The Razorfish Digital Outlook for 2009 came out last week and as always, it’s a great (but long) read.  Given the report measures over 175 pages from start to finish, I wanted to take a couple of days and really read through it all the way.  While others have captured the broad themes of the report, I wanted to focus on some of the specific commentary that really stood out to me.  This included:

  • At every industry conference you’ll hear someone make a compelling case that the future of creating and sustaining brands is in building experiences, not just in producing great advertising…For a growing number of brands, the digital experience is becoming as important as the actual physical product. [pg 8]
  • With this expanded palette, we can build experiences that become an integral part of the brand. Experiences that have the ability to add value, create new categories, surprise, delight, serve, simplify, entertain and tell a story in an entirely new, richer way than ever before possible. [pg 8]
  • “The year of mobile” has come and gone withbthe advent of the iPhone. Mobile is still an area of tremendous growth but the idea that it will have a “break-out year” has passed… The question brands need to ask themselves now as it relates to mobile is: how can they add value to their customers’ lives in this environment?… provide the convenience of relevant information at your fingertips when and where you want it. [pg 13]
  • “Portable” and “beyond-the-browser”opportunities will create new touchpoints for brands and content owners  But Apple’s iPod changed all that, launching a portable media revolution that continues to churn today.  Advances in smartphones and entertainment devices have delivered endless on-the-go options for music, video, social networking, news and email. Portable media has also come to mean that content unhinged itself from legacy devices; music is free from the turntable, primetime broadcast is no longer limited to the TV, and so on. The very things that define a media platform have become rather blurry.
  • Top-down branding will experience growing impotence. Most brand managers are used to defining their brands in relative isolation of the marketplace — or they do extensive customer research and see it as their jobs alone to define the brand (or the manifestation of the brand) in different forms. That’s going to change as consumers define the brands by the sheer volume of their opinions; they’ll be shaping the brands more than the brands will be shaping them.  As a result, in order for them to be remembered, brands will be forced to deliver much stronger value propositions to their customers. Cute advertising won’t be enough as the focus shifts to
    value exchanges. If you’re a brand manager, you can either fight this or treat it as an opportunity to take your career in a different direction. [pg 28]
  • Not just friends, but friendsters, will start to matter. There have been a lot of debates about whether a person’s “real” friends matter in a social graph — call it the tension between friends and friendsters.

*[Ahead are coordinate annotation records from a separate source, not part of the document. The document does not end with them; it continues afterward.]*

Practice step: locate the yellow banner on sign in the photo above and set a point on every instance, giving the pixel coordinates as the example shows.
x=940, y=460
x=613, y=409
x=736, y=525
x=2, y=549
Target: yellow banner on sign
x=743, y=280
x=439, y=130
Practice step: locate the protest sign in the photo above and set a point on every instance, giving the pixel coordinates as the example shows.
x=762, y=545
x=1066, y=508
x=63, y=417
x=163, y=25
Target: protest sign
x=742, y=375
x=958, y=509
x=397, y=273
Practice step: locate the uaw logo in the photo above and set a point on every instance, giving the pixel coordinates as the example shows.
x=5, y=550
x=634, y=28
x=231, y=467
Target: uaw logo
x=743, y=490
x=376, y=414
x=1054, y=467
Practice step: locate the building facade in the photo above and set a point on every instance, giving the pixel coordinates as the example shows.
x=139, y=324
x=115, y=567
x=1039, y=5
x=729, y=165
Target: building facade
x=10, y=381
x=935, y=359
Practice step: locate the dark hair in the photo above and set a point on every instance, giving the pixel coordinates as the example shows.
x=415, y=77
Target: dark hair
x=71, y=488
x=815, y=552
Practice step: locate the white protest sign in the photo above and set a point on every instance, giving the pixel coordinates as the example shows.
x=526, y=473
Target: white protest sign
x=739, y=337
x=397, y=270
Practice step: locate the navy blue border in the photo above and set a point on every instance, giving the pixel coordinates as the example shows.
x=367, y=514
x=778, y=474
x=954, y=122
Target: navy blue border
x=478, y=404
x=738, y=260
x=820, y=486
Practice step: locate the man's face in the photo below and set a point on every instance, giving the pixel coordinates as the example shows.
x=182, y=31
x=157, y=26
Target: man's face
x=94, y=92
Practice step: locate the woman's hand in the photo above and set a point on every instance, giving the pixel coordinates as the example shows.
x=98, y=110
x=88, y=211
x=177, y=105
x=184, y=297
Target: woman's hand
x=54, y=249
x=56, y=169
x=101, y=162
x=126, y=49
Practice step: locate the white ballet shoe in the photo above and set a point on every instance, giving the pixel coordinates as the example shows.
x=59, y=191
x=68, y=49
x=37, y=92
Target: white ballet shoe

In 2009, we’re going to realize that loose ties (like your friendsters on Facebook) are as valuable as your strong ties (close friends)
    because they’re the ones that bring new ideas into your world and share your opinions with people who are further removed from you. [pg 29]
  • Marketers will organize around Social Influence Marketing™. In today’s organization, SIM is everyone’s stepchild. It is part public relations, part direct response, part brand marketing, part customer intelligence and part sales support, just to name a few categories. That will change in 2009 as marketing organizations discover the benefits in approaching it holistically.  Budgets will be put behind SIM and it will be treated as the third dimension of marketing with its own team, objectives and initiatives. This will also force corporations to rethink how they are organized, including agencies. Niche social media consulting firms will find it harder to compete as SIM goes mainstream. [pg 30]
  • The bottom line: Consumers have demonstrated a desire to access Web-like data anytime and anywhere.  Some consumers are seeking snack-sized entertainment, and some consumers want utility, like price comparisons. Marketers must assess what consumers need from their brands while on the go and invest in building those applications. [pg 50]
  • Digital is creating a new generation of shoppers who expect stores to provide them with answers to their continually-evolving questions, to know them better over time and adapt to the way they shop. Consumers expect no distinction between online and brick-and-mortar shopping — they simply want the same features, products, access and service no matter where or when they decide to shop. [pg 90]
  • These challenges make it more important for content producers to find ways to monetize their content across multiple screens and across an infinitely-fragmented video landscape. [pg 148]
  • The Web Gets a Pulse.  The “real time” nature of the Web is taking on a new dimension: this year, we will close that gap between archived information and what’s going on right now. Not only is the Web becoming more social — it is becoming instantly reactive. From twittering and yammering to live online social events to intelligent, location-aware mobile connectivity, the Web is beginning to take on a pulse — or, a life — of its own. Social Web users, whether they are connected teens or digital moms, are increasingly unable to draw boundaries where their physical and virtual worlds divide, or to distinguish between their known and anonymous peer groups.
  • Fragmentation Moves Beyond Media.  It is no surprise that audience fragmentation continues to challenge marketers, but in 2009, it is increasingly challenging to content owners. Media content was once relegated to a platform with an established, advertising-supported business model: TV, print, online, mobile or out of home. But as consumer attention splinters, so, too, will the content, the platform and the media revenue model.

BTW – Have you ever looked at the website for Razorfish?  I love the pixelated “webcams” they do for each office.  Very cool design that adds a human element to the site.